Mice lacking the RNA-binding protein LARP1 produce sperm with defective flagella, malformed heads, and poor motility — females are unaffected
Journal: FASEB Journal | Published: 2026-04-15 | Type: Journal Article | PMID: 41934340 Authors: Fan Xu, Yang Ling, Li Hong, Wang Zhengpin (Shandong Provincial Key Laboratory of Development and Regeneration, School of Life Sciences, Shandong University) Funding/COI: National Natural Science Foundation of China (NSFC); no COI declared
Knockout of the RNA-binding protein LARP1 in male mice derails spermatogenesis at multiple levels: meiosis stalls, germ cells undergo apoptosis, and the sperm that do form have malformed heads, broken flagella, and defective acrosomes. Transcriptomic analysis points to hyperactivated p38 MAPK/p53 signaling as the likely driver of the apoptotic cascade, alongside loss of expression for genes governing flagellar assembly and acrosome biogenesis. Female knockouts are fully fertile, making this a male-specific dependency.
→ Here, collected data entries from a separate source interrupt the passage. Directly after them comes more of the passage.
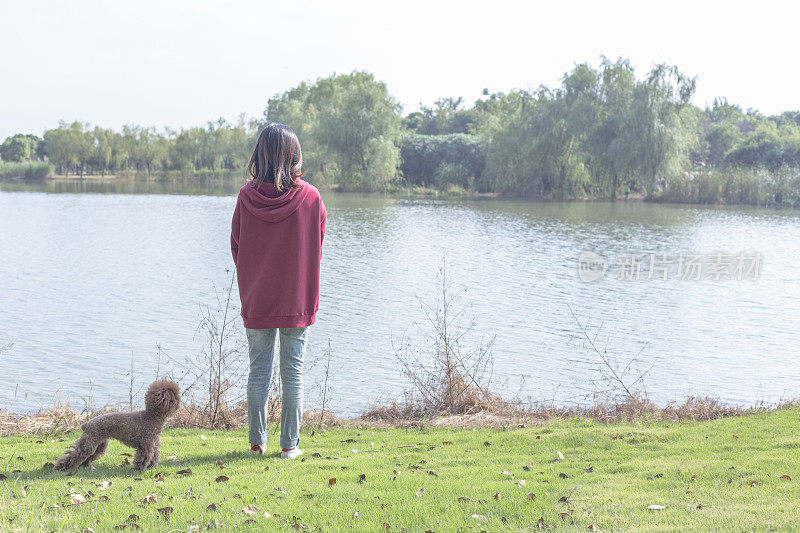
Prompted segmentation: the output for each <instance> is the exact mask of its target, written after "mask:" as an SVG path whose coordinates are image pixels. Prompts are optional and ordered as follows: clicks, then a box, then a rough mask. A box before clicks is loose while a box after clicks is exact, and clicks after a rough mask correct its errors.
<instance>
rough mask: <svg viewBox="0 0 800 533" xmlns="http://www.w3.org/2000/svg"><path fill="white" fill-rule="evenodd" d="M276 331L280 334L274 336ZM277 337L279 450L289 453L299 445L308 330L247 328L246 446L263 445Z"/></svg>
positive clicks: (276, 333)
mask: <svg viewBox="0 0 800 533" xmlns="http://www.w3.org/2000/svg"><path fill="white" fill-rule="evenodd" d="M278 332H280V333H279V334H278ZM278 335H280V365H281V366H280V371H281V384H282V385H283V390H282V397H281V440H280V442H281V447H282V448H286V449H287V450H290V449H292V448H295V447H297V445H298V444H299V443H300V417H301V415H302V413H303V359H305V355H306V345H307V343H308V342H307V341H308V327H304V328H280V329H279V330H278V329H247V344H248V345H249V347H250V375H249V376H248V378H247V421H248V423H249V426H250V432H249V438H250V444H258V445H259V446H260V445H262V444H264V443H265V442H267V399H268V394H269V385H270V378H271V377H272V366H273V362H274V360H275V338H276V337H277V336H278Z"/></svg>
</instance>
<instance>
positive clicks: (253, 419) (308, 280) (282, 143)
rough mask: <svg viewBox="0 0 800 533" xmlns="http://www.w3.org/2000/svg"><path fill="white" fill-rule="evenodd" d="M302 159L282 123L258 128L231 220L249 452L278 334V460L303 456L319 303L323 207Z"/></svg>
mask: <svg viewBox="0 0 800 533" xmlns="http://www.w3.org/2000/svg"><path fill="white" fill-rule="evenodd" d="M302 164H303V156H302V153H301V151H300V142H299V141H298V140H297V136H296V135H295V133H294V132H293V131H292V130H291V129H289V128H288V127H287V126H284V125H283V124H270V125H269V126H267V127H266V128H264V130H263V131H262V132H261V135H259V137H258V142H257V143H256V147H255V149H254V150H253V155H252V156H251V157H250V161H249V162H248V164H247V173H248V175H249V177H250V178H251V179H250V180H249V181H248V182H247V183H246V184H245V185H244V186H243V187H242V189H241V190H240V191H239V198H238V199H237V201H236V209H235V210H234V212H233V222H232V224H231V252H232V253H233V262H234V264H235V265H236V274H237V279H238V282H239V297H240V298H241V300H242V320H243V322H244V326H245V328H246V329H247V342H248V345H249V349H250V375H249V377H248V379H247V419H248V423H249V426H250V434H249V438H250V445H251V448H250V451H251V452H252V453H257V454H263V453H264V450H265V448H266V441H267V412H266V411H267V394H268V391H269V381H270V378H271V376H272V364H273V360H274V356H275V338H276V336H279V337H280V372H281V382H282V384H283V396H282V401H281V437H280V444H281V458H282V459H294V458H295V457H297V456H299V455H300V454H302V453H303V452H302V450H300V448H299V447H298V445H299V443H300V417H301V414H302V411H303V359H304V357H305V353H306V344H307V343H308V327H309V326H310V325H311V324H313V323H314V318H315V316H316V313H317V306H318V303H319V266H320V260H321V258H322V240H323V238H324V237H325V220H326V212H325V206H324V205H323V203H322V198H321V197H320V195H319V191H318V190H317V189H316V188H315V187H314V186H313V185H310V184H309V183H306V182H305V181H303V180H301V179H300V176H301V175H302V172H301V166H302Z"/></svg>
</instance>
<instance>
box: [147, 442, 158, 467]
mask: <svg viewBox="0 0 800 533" xmlns="http://www.w3.org/2000/svg"><path fill="white" fill-rule="evenodd" d="M152 446H153V448H152V450H151V451H152V455H151V456H150V463H149V464H148V465H147V468H155V467H157V466H158V461H159V459H160V458H161V440H160V439H156V441H155V442H154V443H153V444H152Z"/></svg>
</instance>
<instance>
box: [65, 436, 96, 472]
mask: <svg viewBox="0 0 800 533" xmlns="http://www.w3.org/2000/svg"><path fill="white" fill-rule="evenodd" d="M97 441H98V439H97V437H96V436H94V435H91V434H90V433H84V434H83V435H81V437H80V438H79V439H78V440H76V441H75V443H74V444H73V445H72V446H70V447H69V449H67V451H66V452H65V453H64V455H62V456H61V457H59V458H58V460H57V461H56V464H55V466H54V468H55V469H56V470H74V469H75V468H77V467H78V466H79V465H81V464H83V462H84V461H86V460H87V459H89V457H91V455H92V454H93V453H94V452H95V450H96V449H97Z"/></svg>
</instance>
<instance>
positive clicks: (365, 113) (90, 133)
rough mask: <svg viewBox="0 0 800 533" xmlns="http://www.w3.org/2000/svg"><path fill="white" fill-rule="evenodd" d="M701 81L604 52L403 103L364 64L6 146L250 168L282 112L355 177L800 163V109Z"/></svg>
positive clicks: (598, 177) (132, 161) (410, 180)
mask: <svg viewBox="0 0 800 533" xmlns="http://www.w3.org/2000/svg"><path fill="white" fill-rule="evenodd" d="M696 83H697V81H696V79H695V78H690V77H688V76H686V75H685V74H683V73H682V72H681V71H680V70H679V69H678V68H676V67H674V66H668V65H657V66H655V67H654V68H652V69H651V70H650V71H649V72H647V73H646V74H645V75H644V76H637V75H636V73H635V72H634V68H633V66H632V65H631V64H630V62H629V61H628V60H626V59H618V60H616V61H611V60H609V59H607V58H602V59H601V61H600V63H599V65H598V66H596V67H595V66H592V65H590V64H588V63H581V64H576V65H575V67H574V68H573V69H572V70H571V71H570V72H567V73H565V74H564V76H563V78H562V80H561V83H560V85H559V86H558V87H555V88H549V87H544V86H540V87H538V88H536V89H530V90H514V91H509V92H496V93H490V92H489V91H488V90H487V89H484V91H483V95H482V97H481V98H479V99H478V100H477V101H475V102H474V103H472V104H471V105H467V104H465V102H464V101H463V100H462V99H461V98H443V99H440V100H438V101H436V102H435V104H434V105H433V106H430V107H422V108H421V109H420V110H419V111H414V112H412V113H409V114H406V115H403V114H402V108H401V106H400V104H399V102H398V101H397V100H396V99H395V98H394V97H393V96H392V95H391V93H390V92H389V89H388V87H387V86H386V84H385V83H383V82H381V81H379V80H376V79H375V78H374V76H373V75H372V74H370V73H367V72H361V71H354V72H352V73H348V74H339V75H332V76H329V77H326V78H320V79H318V80H316V81H315V82H303V83H301V84H300V85H298V86H297V87H294V88H292V89H290V90H288V91H286V92H284V93H282V94H278V95H275V96H274V97H273V98H271V99H269V101H268V103H267V107H266V109H265V111H264V113H263V117H261V119H259V120H246V119H245V118H244V117H241V118H240V120H239V121H238V122H237V123H235V124H232V123H229V122H227V121H225V120H223V119H220V120H218V121H216V122H209V123H208V124H207V125H206V126H205V127H196V128H188V129H180V130H172V129H164V130H162V131H159V130H157V129H155V128H145V127H140V126H125V127H123V128H122V130H121V131H113V130H108V129H103V128H100V127H91V126H89V125H88V124H83V123H80V122H75V123H72V124H67V123H61V124H59V127H58V128H55V129H51V130H47V131H46V132H45V133H44V135H43V136H42V137H41V138H40V137H37V136H35V135H23V134H18V135H14V136H12V137H9V138H8V139H6V140H5V142H4V143H3V144H2V146H0V157H1V158H2V159H3V160H4V161H43V160H46V161H49V162H50V163H51V164H52V165H54V166H55V168H56V169H57V171H58V172H59V173H61V174H65V173H71V174H80V175H83V174H107V173H110V174H120V173H126V172H133V173H136V174H146V175H167V174H169V173H177V174H179V175H200V174H211V175H221V174H224V173H234V172H237V173H241V171H242V169H243V168H244V165H245V162H246V160H247V158H248V156H249V154H250V151H251V150H252V146H253V144H254V141H255V137H256V136H257V134H258V131H259V129H260V128H261V127H263V126H264V125H265V124H266V123H268V122H282V123H284V124H287V125H289V126H290V127H292V128H293V129H294V130H295V131H296V132H297V134H298V136H299V138H300V140H301V143H302V146H303V156H304V172H305V177H306V178H307V179H308V180H309V181H311V182H313V183H315V184H317V185H319V186H321V187H325V188H337V189H339V190H345V191H382V190H387V189H389V188H393V187H397V186H404V185H405V186H420V187H431V188H436V189H456V190H471V191H476V192H493V193H502V194H507V195H515V196H527V197H539V198H574V197H605V198H615V197H617V196H620V195H623V194H628V193H630V192H641V193H646V194H651V195H653V194H657V193H659V191H661V192H663V191H668V190H672V191H673V192H674V191H675V190H676V187H684V186H685V185H686V182H687V180H689V181H691V180H693V179H694V176H695V174H697V175H698V176H705V174H707V173H709V172H711V171H712V169H713V170H715V171H718V172H722V173H724V172H725V171H726V169H731V168H737V169H741V168H752V169H759V170H761V171H764V170H766V171H778V170H779V169H784V170H782V172H783V173H784V174H785V169H786V168H797V167H800V112H797V111H791V112H785V113H782V114H780V115H777V116H767V115H763V114H761V113H758V112H757V111H754V110H742V108H741V107H739V106H737V105H735V104H732V103H729V102H727V101H726V100H725V99H722V98H719V99H716V100H715V101H714V102H713V104H712V105H710V106H706V107H704V108H700V107H698V106H695V105H693V104H692V103H691V99H692V96H693V95H694V91H695V88H696ZM789 179H792V178H791V176H790V178H789Z"/></svg>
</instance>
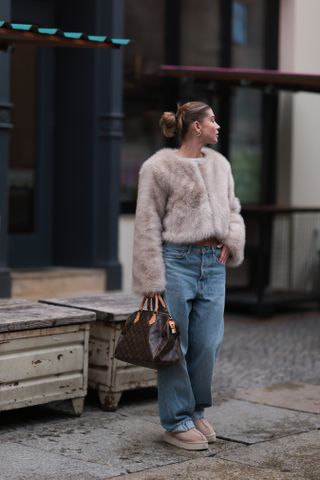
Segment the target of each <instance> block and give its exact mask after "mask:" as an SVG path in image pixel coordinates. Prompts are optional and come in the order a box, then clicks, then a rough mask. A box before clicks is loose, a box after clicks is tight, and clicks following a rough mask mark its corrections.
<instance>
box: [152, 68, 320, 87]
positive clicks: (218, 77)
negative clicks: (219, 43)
mask: <svg viewBox="0 0 320 480" xmlns="http://www.w3.org/2000/svg"><path fill="white" fill-rule="evenodd" d="M160 71H161V72H162V73H163V74H164V75H166V76H171V77H180V78H181V77H184V78H201V79H206V80H208V81H214V82H216V83H220V84H225V85H230V86H239V87H250V88H265V89H274V90H289V91H293V92H298V91H304V92H318V93H320V74H309V73H295V72H283V71H281V70H259V69H249V68H247V69H246V68H221V67H202V66H186V65H162V66H161V67H160Z"/></svg>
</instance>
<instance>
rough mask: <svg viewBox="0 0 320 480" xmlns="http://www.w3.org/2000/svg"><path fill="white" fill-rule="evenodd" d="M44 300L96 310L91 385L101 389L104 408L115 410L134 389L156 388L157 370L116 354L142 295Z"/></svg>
mask: <svg viewBox="0 0 320 480" xmlns="http://www.w3.org/2000/svg"><path fill="white" fill-rule="evenodd" d="M41 302H45V303H49V304H54V305H60V306H64V307H72V308H80V309H82V310H86V311H91V312H94V313H95V314H96V316H97V320H96V321H95V322H94V323H92V324H91V327H90V340H89V375H88V384H89V386H90V387H92V388H95V389H97V390H98V394H99V399H100V403H101V407H102V408H103V409H105V410H115V409H116V408H117V406H118V403H119V400H120V398H121V394H122V392H123V391H125V390H131V389H134V388H142V387H153V386H156V383H157V374H156V371H154V370H151V369H148V368H143V367H138V366H135V365H131V364H128V363H125V362H122V361H120V360H117V359H116V358H115V357H114V350H115V346H116V344H117V341H118V339H119V336H120V333H121V329H122V327H123V325H124V323H125V320H126V319H127V317H128V316H129V315H130V314H131V313H133V312H134V311H136V310H138V309H139V307H140V303H141V298H140V297H138V296H136V295H131V294H126V293H123V292H107V293H104V294H101V295H98V296H97V295H95V296H91V295H90V296H85V297H74V298H51V299H46V300H41Z"/></svg>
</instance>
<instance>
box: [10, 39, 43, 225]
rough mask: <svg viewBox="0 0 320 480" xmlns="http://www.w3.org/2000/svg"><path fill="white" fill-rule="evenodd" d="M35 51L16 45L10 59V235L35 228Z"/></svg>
mask: <svg viewBox="0 0 320 480" xmlns="http://www.w3.org/2000/svg"><path fill="white" fill-rule="evenodd" d="M36 52H37V50H36V47H33V46H27V45H17V46H16V48H15V50H14V52H13V54H12V56H11V58H12V60H11V96H12V103H13V109H12V123H13V125H14V128H13V130H12V134H11V145H10V162H9V233H10V234H21V233H32V232H33V231H34V228H35V219H34V215H35V205H34V201H35V182H36V121H37V118H36V91H37V85H36V83H37V82H36V73H37V72H36V70H37V61H36V60H37V56H36Z"/></svg>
This is a mouse genetic knockout study — appropriate methodology for establishing that a gene is necessary for a biological process. Combining phenotypic characterization (morphology, motility) with transcriptomics strengthens the mechanistic argument. However, the abstract reports no quantitative effect sizes: how much did motility drop, what fraction of germ cells were depleted, how many mice per group? Without those numbers, the magnitude of the effects cannot be evaluated independently.
The study makes no attempt to connect LARP1 to human infertility, which is methodologically honest but limits clinical relevance.
Competent mechanistic mouse work. The sex-specificity finding is the sharpest result here: a protein whose loss wrecks spermatogenesis while leaving oogenesis intact is worth understanding. The transcriptomic pathway data (p38 MAPK/p53, flagellar assembly genes) gives future researchers something concrete to test. This paper doesn't touch human infertility and doesn't pretend to — it lays groundwork. Whether that groundwork leads anywhere depends on whether LARP1 variants show up in idiopathic azoospermia or oligospermia cohorts. That study hasn't been done yet.